Marron felt that he need be scared of nothing now.

With the Daughter in his blood and in his eyes, with Dard in his hand he could outfight any man, any number of men; with the Daughter in the air, in his sight, he could outrun man or spirit, slide between worlds as fast as sliding between one thought and another.

With Jemel at his side, he thought that he need neither run nor fight. He thought that the two of them together could simply walk away. They could go to the east, perhaps, where there was no Sieur Anton and no holy war; if they went far enough, beyond the wide stretch of the Sands, there would be no djinn and no 'ifrit either, and even the gods would be strangers to them both. They could become traders, perhaps, dealers in silks and horseflesh among the yellow men of myth; Jemel knew horses, like all his people, and Marron supposed that he could learn. They could both learn about silks.
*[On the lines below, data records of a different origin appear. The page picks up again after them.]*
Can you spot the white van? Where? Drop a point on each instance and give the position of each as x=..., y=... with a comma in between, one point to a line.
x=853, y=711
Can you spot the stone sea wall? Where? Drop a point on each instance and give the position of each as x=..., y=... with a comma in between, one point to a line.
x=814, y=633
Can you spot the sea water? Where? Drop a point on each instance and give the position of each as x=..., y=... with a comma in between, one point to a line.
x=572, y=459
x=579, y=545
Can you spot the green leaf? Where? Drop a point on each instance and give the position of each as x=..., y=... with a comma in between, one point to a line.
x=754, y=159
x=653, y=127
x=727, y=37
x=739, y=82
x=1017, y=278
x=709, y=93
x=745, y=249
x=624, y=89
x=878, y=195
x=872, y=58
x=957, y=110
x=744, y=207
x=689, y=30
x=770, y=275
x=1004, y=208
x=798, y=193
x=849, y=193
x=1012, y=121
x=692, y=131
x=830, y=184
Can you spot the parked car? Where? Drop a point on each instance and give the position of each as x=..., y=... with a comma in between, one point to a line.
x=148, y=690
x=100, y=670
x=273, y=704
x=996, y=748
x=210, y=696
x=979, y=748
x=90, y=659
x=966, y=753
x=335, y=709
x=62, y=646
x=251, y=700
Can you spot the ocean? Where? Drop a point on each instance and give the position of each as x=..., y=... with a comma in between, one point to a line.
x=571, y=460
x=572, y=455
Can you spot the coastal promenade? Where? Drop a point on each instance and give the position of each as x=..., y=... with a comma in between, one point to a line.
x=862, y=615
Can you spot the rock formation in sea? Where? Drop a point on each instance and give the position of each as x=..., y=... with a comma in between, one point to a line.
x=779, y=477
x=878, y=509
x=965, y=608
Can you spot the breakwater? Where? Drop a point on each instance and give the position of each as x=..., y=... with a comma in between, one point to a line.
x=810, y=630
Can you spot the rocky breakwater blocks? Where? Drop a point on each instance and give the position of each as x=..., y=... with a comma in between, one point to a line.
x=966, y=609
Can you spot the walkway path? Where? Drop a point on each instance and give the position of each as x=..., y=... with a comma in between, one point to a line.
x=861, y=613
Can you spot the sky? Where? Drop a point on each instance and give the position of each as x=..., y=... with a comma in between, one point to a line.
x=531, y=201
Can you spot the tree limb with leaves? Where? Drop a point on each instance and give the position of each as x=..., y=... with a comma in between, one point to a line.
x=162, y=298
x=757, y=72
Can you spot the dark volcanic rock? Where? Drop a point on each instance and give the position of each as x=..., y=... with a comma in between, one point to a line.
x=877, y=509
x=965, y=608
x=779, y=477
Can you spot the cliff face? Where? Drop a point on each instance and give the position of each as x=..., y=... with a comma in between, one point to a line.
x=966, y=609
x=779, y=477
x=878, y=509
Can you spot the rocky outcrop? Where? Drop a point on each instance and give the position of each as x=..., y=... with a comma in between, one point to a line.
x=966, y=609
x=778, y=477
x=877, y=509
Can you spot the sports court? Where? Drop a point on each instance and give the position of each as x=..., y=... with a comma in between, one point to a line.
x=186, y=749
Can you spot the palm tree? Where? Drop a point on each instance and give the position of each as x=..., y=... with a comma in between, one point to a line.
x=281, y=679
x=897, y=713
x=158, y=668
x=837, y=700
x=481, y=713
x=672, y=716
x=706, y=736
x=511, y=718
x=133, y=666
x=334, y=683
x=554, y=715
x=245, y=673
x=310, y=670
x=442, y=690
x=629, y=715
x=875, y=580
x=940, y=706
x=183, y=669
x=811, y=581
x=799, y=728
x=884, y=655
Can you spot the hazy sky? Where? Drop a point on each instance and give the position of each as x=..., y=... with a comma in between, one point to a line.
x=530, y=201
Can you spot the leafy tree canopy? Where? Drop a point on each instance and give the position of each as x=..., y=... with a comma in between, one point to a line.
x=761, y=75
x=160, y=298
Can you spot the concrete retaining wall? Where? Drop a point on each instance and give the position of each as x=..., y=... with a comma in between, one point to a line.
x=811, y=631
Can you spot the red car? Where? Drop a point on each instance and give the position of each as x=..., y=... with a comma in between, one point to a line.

They might even trade with the Sharai, with Outremer, sending their baggage-trains west, sending

messages to their abandoned friends but never coming back, no, making a new home and a new life for themselves alone in distant lands.

Or else they could be explorers, writing their names in legend as they traversed the land of the djinn and took back tales of wonder to transfix all who heard them; and those famous names could become a symbol perhaps of something greater than adventure, a sign that Patric and Sharai could live in peace together
...

This Patric and this Sharai, at least. Others too, certainly others - but few, and far too few. He and Jemel were rare, each of their kind; or rather Jemel was rare and he was unique, and even they two had a ghost ever present at their feast, who might some time drive them apart if they spent too long in Outremer, if ever he stood physically between them.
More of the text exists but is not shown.